Model Formats: Safetensors, GGUF, ONNX & More
Understand the different file formats for AI models and when to use which one.
Table of Contents
01Why Different Formats?
AI models can be saved in different file formats. Each format has specific pros and cons regarding security, speed, compatibility, and file size. Choosing the right format can make a noticeable difference.
02Format Overview
The most important model formats:
- Safetensors (.safetensors): The recommended format for diffusion models. Safe (no code execution risk), fast to load, and supported by all modern tools.
- CKPT (.ckpt): Older PyTorch format. WARNING: Can contain arbitrary Python code! Only use from trusted sources.
- GGUF (.gguf): Standard for quantized LLMs. Supports various quantization levels, CPU/GPU split, and metadata. Used by llama.cpp and Ollama.
- ONNX (.onnx): Vendor-independent format. Good for inference optimization and cross-platform deployment. Less common for local use.
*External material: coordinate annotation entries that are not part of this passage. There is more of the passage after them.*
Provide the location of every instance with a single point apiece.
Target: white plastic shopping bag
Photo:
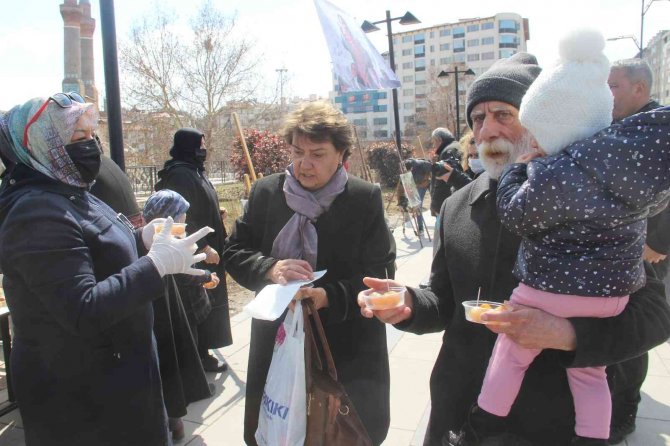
(283, 414)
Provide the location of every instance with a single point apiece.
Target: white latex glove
(149, 230)
(175, 256)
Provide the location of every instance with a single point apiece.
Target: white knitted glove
(149, 230)
(171, 255)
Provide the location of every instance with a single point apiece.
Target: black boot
(479, 426)
(586, 441)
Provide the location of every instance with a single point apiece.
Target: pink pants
(509, 362)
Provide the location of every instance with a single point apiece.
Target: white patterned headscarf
(47, 138)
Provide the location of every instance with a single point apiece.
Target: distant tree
(190, 75)
(268, 151)
(383, 157)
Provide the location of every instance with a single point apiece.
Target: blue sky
(288, 35)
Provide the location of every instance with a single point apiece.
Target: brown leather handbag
(331, 417)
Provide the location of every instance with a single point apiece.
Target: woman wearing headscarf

- Diffusers: Hugging Face format with multiple files. Good for programming with the diffusers library, less practical for ComfyUI.
- PyTorch (.pt/.pth/.bin): Standard PyTorch format. Similar security concerns as CKPT.
03Security Warning
CKPT and PT files can contain arbitrary Python code that is executed when loaded. This means a manipulated model could install malware! Always use Safetensors files when possible. Only download models from trusted sources like Hugging Face or Civitai.
04Format Conversion
Most formats can be converted to each other. CKPT to Safetensors is especially recommended for older models. Tools like 'safetensors-convert' or the Hugging Face Hub facilitate the conversion. For GGUF conversion, use the llama.cpp convert tools, which offer various quantization levels.
05Recommendation
For image generation (ComfyUI): Use Safetensors. For LLMs (Ollama/llama.cpp): Use GGUF with a suitable quantization (Q4_K_M is a good default). For development: Diffusers format for maximum flexibility.